Signed-off-by: Dave McCracken <dave.mccracken@xxxxxxxxxx>
---
xen/arch/x86/mm.c | 89 ++++++++++++++++++++++++++++++++------
xen/arch/x86/traps.c | 10 ++--
xen/include/asm-x86/mm.h | 1
xen/include/asm-x86/x86_32/page.h | 2
xen/include/asm-x86/x86_64/page.h | 2
5 files changed, 86 insertions(+), 18 deletions(-)

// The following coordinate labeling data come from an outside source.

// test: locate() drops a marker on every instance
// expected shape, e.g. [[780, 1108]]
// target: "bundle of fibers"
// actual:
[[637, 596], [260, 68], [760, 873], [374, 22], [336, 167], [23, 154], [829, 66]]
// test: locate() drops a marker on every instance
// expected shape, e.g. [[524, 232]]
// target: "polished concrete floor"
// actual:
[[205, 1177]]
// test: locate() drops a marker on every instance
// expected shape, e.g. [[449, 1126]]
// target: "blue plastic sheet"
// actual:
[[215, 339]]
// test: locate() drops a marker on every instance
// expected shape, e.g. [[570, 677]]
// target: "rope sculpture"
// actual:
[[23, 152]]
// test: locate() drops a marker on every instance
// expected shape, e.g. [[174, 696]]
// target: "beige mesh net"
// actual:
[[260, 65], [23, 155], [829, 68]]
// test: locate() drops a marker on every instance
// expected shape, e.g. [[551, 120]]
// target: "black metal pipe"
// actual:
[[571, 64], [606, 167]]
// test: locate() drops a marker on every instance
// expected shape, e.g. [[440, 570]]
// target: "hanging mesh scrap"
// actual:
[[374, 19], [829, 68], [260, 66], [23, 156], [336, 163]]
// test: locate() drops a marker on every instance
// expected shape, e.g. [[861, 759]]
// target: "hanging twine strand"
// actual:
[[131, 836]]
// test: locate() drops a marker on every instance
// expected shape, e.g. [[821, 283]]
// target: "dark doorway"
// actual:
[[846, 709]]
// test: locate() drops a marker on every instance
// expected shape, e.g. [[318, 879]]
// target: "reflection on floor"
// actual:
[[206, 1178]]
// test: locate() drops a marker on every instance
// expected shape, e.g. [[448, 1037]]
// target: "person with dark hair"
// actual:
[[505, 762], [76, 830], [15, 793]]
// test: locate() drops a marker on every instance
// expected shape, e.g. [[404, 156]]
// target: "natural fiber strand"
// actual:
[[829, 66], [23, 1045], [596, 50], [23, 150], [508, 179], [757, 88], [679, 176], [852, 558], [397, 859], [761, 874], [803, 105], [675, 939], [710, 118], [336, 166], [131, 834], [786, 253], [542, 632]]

diff -r 1e437b5b418a -r 5fd51e1e9c79 xen/arch/x86/mm.c
--- a/xen/arch/x86/mm.c Wed Nov 05 10:26:19 2008 +0000
+++ b/xen/arch/x86/mm.c Wed Nov 05 10:57:21 2008 +0000
@@ -160,6 +160,9 @@ unsigned long total_pages;
#define PAGE_CACHE_ATTRS (_PAGE_PAT|_PAGE_PCD|_PAGE_PWT)
+int opt_allow_hugepage;
+boolean_param("allowhugepage", opt_allow_hugepage);
+
#define l1_disallow_mask(d) \
((d != dom_io) && \
(rangeset_is_empty((d)->iomem_caps) && \
@@ -584,6 +587,28 @@ static int get_page_and_type_from_pagenr
put_page(page);
return rc;
+}
+
+static int get_data_page(
+ struct page_info *page, struct domain *d, int writeable)
+{
+ int rc;
+
+ if ( writeable )
+ rc = get_page_and_type(page, d, PGT_writable_page);
+ else
+ rc = get_page(page, d);
+
+ return rc;
+}
+
+static void put_data_page(
+ struct page_info *page, int writeable)
+{
+ if ( writeable )
+ put_page_and_type(page);
+ else
+ put_page(page);
}
/*
@@ -700,10 +725,9 @@ get_page_from_l1e(
* contribute to writeable mapping refcounts. (This allows the
* qemu-dm helper process in dom0 to map the domain's memory without
* messing up the count of "real" writable mappings.) */
- okay = (((l1f & _PAGE_RW) &&
- !(unlikely(paging_mode_external(d) && (d != curr->domain))))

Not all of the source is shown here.